Grosse's challenge: duality and exponential families
I wrote this post in response to a challenge by Roger Grosse:
Theorem 2 of my moment averaging paper is one of the most surprising mathematical results I've seen in machine learning. The proof is very short, but I still have no intuition for why it's true. $500 reward for a clear & convincing intuitive explanation.https://t.co/WjAMg3qIRm
— Roger Grosse (@RogerGrosse) November 27, 2017
As a consequence of responding to a question, this will be a bit of an obscure post, and it may not be very meaningful outside the context of annealed importance sampling. Nevertheless, the post gives me a chance to talk about some interesting aspects of Bregman divergences, exponential families, and hopefully teach some you some new things you may not have come across before.
- Grosse, Maddison and Salakhutdinov (NIPS 2013) Annealing between distributions by averaging moments
If you look further down the thread below Roger's email, it seems @AIActorCritic started answering the question in terms of duality of parametrizations - my post also generalizes things along the lines of duality but goes into a bit more detail.
Summary
- I start with a summary of the results Roger referred to in his tweet.
- Roger found it surprising that Eqns (18) and (19) give the same result.
- I first note that the RHS of Eqns. (18) and (19) is not just something arbitrary, but it is actually the Jeffreys divergence (symmetrized KL) between the endpoints of the path.

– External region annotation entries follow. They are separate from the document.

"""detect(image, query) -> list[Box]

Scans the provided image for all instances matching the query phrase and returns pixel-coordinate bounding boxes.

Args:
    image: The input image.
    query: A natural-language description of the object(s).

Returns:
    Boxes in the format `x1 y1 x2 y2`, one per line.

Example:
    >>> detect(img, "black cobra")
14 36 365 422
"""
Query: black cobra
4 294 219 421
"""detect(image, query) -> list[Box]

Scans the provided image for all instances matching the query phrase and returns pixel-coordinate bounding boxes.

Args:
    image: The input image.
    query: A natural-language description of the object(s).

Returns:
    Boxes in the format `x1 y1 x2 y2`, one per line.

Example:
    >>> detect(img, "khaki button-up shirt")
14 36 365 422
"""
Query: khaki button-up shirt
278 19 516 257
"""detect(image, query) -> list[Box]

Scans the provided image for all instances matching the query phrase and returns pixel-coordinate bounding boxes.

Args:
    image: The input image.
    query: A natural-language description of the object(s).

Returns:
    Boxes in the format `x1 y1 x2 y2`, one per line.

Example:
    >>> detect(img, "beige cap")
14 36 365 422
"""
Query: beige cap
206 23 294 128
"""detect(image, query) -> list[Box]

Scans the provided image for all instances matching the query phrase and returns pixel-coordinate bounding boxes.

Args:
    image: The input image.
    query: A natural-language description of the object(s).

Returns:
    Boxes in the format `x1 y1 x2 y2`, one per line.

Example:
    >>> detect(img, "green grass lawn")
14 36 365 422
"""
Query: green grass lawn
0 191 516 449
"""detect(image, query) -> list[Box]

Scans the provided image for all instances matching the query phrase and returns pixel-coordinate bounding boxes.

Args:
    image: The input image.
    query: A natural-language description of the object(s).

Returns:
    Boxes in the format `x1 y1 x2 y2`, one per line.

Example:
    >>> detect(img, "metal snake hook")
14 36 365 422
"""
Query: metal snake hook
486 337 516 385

This gives us hope that there's maybe a more general phenomenon at work here.
- I will then generalize the results by replacing the KL divergence with a more general class of Bregman divergences, and show that the integral of infinitesimal divergences along a linear path will always yield the symmetrized divergence between the endpoints.
- I still lack intuition as to why this actually happens, but I will draw some pretty pictures about Bregman divergences nevertheless.
- then I note the equivalence of Bregman divergences under convex duality, and show that Eqns. (18) and (19) are special cases of the general result for a dual pair of Bregman divergences, both equivalent to the KL divergence. This explains why the two paths give equivalent results.
- Finally, I touch upon how this general Bregman divergence formulation might provide a way to analyze linear interpolation in other parameter spaces.
Introduction
Context: the authors analyze the bias of an Annealed Importance Sampling (AIS) estimator, whose goal is to estimate the normalizing constant of an intractable distribution $p$. AIS constructs a path in the space of probability distributions starting from a tractable distribution $q$ and ending at $p$ via a sequence of intermediate distributions $q=p_0,p_1, \ldots, p_{K-1}, p_K=p$. This path is then used to construct an estimator to the log-partition function (normalizing constant) of $p$. Crucially, the bias of this estimator depends on, among other things, the particular path we take between the two distributions: there are multiple paths between $q$ and $p$, and these paths can result in lower or higher bias. Under some simplifying assumptions the bias is given by:
$$
\delta = \sum_{k=0}^{K-1} D_{KL}[p_k|p_{k+1}].
$$
It is not hard to show that as $K\rightarrow \infty$, this bias vanishes, but what the paper looks at is its precise asymptotic behaviour, with the main insight being Eqn (4):
$$
K\delta \rightarrow \int_0^1 \dot{\theta}(\beta)^\top G_\theta(\beta)\dot{\theta}(\beta) d\beta =:\mathcal{F}(\gamma),
$$
where $\gamma$ denotes the path as a whole, $\theta(\beta), \beta\in[0,1]$ is the path we trace in parameter space $\theta$, and $G_\theta(\beta)$ is the Fisher information matrix with respect to $\theta$ evaluated at $\theta(\beta)$.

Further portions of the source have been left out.